I want to get good at using BS4 in my scripts and want to do it by working on scripts that have some kind of real use. And I want to start simple.


RE: What's a good practice project for learning BeautifulSoup4, which has a real use case - wavic - Jan-27-2018

Chose what you want to get from a website and start coding. Start with something simple. Get the webpage title, then the header, after that all the paragraphs, all the links. Without a goal, it's hard to learn. Just reading the documentation is not gonna happen. If you have some questions or face obstacles feel free to share them here. We are willing to help.

For example, my first web scrapping script was to gather emails from a website for a bunch of people because there was not any document containing that info.

There are easy to follow tutorials here:
https://python-forum.io/Thread-Web-Scraping-part-1
https://python-forum.io/Thread-Web-scraping-part-2

You may start with them. Thanks to @snippsat.

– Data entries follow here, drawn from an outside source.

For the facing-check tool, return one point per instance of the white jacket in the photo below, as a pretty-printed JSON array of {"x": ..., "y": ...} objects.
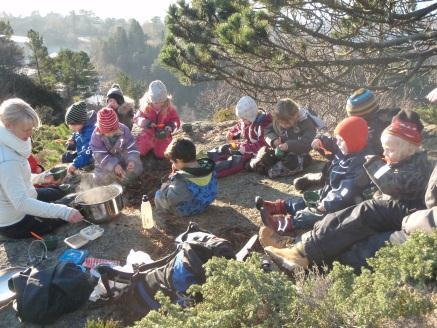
[{"x": 17, "y": 193}]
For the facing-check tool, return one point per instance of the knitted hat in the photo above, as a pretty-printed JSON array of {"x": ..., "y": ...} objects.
[
  {"x": 354, "y": 131},
  {"x": 361, "y": 102},
  {"x": 157, "y": 92},
  {"x": 76, "y": 113},
  {"x": 246, "y": 109},
  {"x": 107, "y": 120},
  {"x": 115, "y": 93},
  {"x": 406, "y": 125}
]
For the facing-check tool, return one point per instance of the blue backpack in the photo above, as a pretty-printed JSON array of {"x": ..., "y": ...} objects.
[{"x": 172, "y": 275}]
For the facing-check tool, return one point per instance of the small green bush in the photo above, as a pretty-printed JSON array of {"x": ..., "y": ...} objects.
[
  {"x": 428, "y": 114},
  {"x": 49, "y": 143},
  {"x": 400, "y": 285},
  {"x": 223, "y": 115}
]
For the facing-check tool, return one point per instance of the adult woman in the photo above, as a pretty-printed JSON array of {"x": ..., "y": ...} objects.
[{"x": 22, "y": 207}]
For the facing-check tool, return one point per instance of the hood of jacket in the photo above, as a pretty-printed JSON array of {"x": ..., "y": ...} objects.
[{"x": 10, "y": 140}]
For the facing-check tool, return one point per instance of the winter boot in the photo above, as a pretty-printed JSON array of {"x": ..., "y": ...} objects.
[
  {"x": 308, "y": 181},
  {"x": 289, "y": 258},
  {"x": 267, "y": 237},
  {"x": 275, "y": 207},
  {"x": 280, "y": 223}
]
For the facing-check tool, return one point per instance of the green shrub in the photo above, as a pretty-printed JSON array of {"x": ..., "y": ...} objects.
[
  {"x": 102, "y": 324},
  {"x": 428, "y": 114},
  {"x": 235, "y": 295},
  {"x": 49, "y": 143},
  {"x": 223, "y": 115},
  {"x": 400, "y": 285}
]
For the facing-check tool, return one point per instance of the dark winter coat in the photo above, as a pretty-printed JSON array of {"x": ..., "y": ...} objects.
[
  {"x": 298, "y": 138},
  {"x": 84, "y": 155},
  {"x": 404, "y": 181},
  {"x": 188, "y": 191},
  {"x": 346, "y": 182}
]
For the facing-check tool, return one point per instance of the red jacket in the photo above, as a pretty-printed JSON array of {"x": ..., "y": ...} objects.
[
  {"x": 251, "y": 136},
  {"x": 34, "y": 164}
]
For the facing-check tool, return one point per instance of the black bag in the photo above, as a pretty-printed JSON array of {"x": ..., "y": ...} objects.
[
  {"x": 172, "y": 274},
  {"x": 43, "y": 296}
]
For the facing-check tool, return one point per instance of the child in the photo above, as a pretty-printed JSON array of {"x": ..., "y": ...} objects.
[
  {"x": 364, "y": 104},
  {"x": 291, "y": 134},
  {"x": 114, "y": 150},
  {"x": 401, "y": 178},
  {"x": 156, "y": 119},
  {"x": 404, "y": 170},
  {"x": 193, "y": 184},
  {"x": 82, "y": 122},
  {"x": 35, "y": 166},
  {"x": 123, "y": 106},
  {"x": 245, "y": 138},
  {"x": 347, "y": 180}
]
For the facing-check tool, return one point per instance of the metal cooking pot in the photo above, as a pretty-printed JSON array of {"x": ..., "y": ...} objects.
[{"x": 100, "y": 204}]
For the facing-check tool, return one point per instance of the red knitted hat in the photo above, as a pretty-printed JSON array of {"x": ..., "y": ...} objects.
[
  {"x": 354, "y": 131},
  {"x": 107, "y": 120}
]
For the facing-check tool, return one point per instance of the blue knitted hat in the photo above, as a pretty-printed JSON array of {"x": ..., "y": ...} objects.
[{"x": 361, "y": 102}]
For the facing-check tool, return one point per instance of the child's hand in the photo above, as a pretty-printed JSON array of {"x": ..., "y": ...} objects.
[
  {"x": 317, "y": 144},
  {"x": 119, "y": 171},
  {"x": 277, "y": 142},
  {"x": 321, "y": 208},
  {"x": 130, "y": 166},
  {"x": 71, "y": 168},
  {"x": 75, "y": 216},
  {"x": 283, "y": 147}
]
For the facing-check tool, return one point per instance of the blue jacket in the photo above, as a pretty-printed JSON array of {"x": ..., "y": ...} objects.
[
  {"x": 189, "y": 191},
  {"x": 346, "y": 183},
  {"x": 82, "y": 140}
]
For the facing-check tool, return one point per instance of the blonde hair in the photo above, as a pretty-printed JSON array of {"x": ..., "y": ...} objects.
[
  {"x": 285, "y": 109},
  {"x": 15, "y": 110}
]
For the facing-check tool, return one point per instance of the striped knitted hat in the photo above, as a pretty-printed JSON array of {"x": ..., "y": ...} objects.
[
  {"x": 76, "y": 113},
  {"x": 361, "y": 102},
  {"x": 107, "y": 120}
]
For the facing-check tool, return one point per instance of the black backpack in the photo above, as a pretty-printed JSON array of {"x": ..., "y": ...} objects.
[
  {"x": 43, "y": 296},
  {"x": 172, "y": 274}
]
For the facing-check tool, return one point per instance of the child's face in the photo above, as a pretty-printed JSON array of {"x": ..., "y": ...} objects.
[
  {"x": 178, "y": 164},
  {"x": 290, "y": 122},
  {"x": 342, "y": 145},
  {"x": 75, "y": 127},
  {"x": 110, "y": 134},
  {"x": 112, "y": 103},
  {"x": 158, "y": 105},
  {"x": 396, "y": 149}
]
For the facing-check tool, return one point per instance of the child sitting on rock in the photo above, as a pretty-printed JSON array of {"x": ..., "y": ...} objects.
[
  {"x": 82, "y": 123},
  {"x": 192, "y": 185},
  {"x": 115, "y": 152},
  {"x": 122, "y": 105},
  {"x": 156, "y": 120},
  {"x": 347, "y": 180},
  {"x": 245, "y": 138},
  {"x": 362, "y": 103},
  {"x": 290, "y": 135}
]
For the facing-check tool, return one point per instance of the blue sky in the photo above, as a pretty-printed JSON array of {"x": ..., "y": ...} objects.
[{"x": 139, "y": 9}]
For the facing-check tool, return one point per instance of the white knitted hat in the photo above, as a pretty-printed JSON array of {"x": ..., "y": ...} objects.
[
  {"x": 246, "y": 108},
  {"x": 157, "y": 92}
]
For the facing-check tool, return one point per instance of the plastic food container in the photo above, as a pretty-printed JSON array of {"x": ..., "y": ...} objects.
[
  {"x": 84, "y": 236},
  {"x": 92, "y": 232},
  {"x": 74, "y": 255}
]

RE: What's a good practice project for learning BeautifulSoup4, which has a real use case - league55 - Jan-27-2018

I just got a project idea inadvertently.

I found out that I can download my entire Google account history, or just parts of it. The use history is in html files inside subfolders.

These html files display just fine in a browser, but it's impossible to do anything useful with the data that way.

I looked at one of the files in a text editor and the html is HIDEOUS. I want to develop an automated way to extract the useful data.

But first I'll have a look at those tutorials you linked to see what they contain, that can help me.